The Bhum Jai Thai party's behind-the-scenes leader, Newin Chidchob, is now allegedly bidding to place his political associates onto the board of state-run and now loss-making Thai Airways, according to people familiar with the situation. Any number of those policies could open the coalition to damaging corruption allegations lodged by the Thaksin-aligned opposition Peua Thai party, similar to the land reform scandal that eventually brought down a Democrat-led government in 1994.

One diplomat read the Ministry of Finance's recent announcement to cut 200 billion baht from the 2010 budget because of revenue shortfalls also as a political strategy to keep Bhum Jai Thai at bay and on side until new polls are held, with a wink that bigger-ticket infrastructure projects would be initiated by a newly elected government. That avowed big spending could be enough to lure several Peua Thai politicians to defect to Bhum Jai Thai, as several were reportedly poised to do before the UDD ramped up its protests.

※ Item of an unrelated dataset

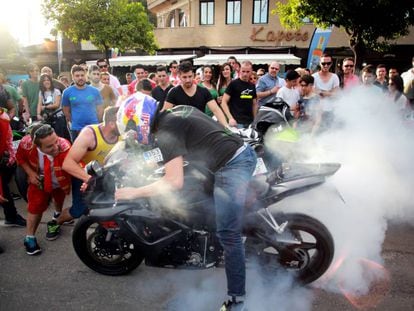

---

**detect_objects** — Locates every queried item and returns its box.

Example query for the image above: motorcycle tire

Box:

That's exactly the sort of old-fashioned politicking both the UDD and PAD say they stand firmly against and could provide fodder for more destabilizing demonstrations in the months ahead. But if Abhisit successfully oversees constitutional reforms and a mass amnesty, which with shifting political allegiances could benefit his coalition as much as the Thaksin-aligned Peua Thai, those fractured street movements may yet represent the fringe of an emerging new political order.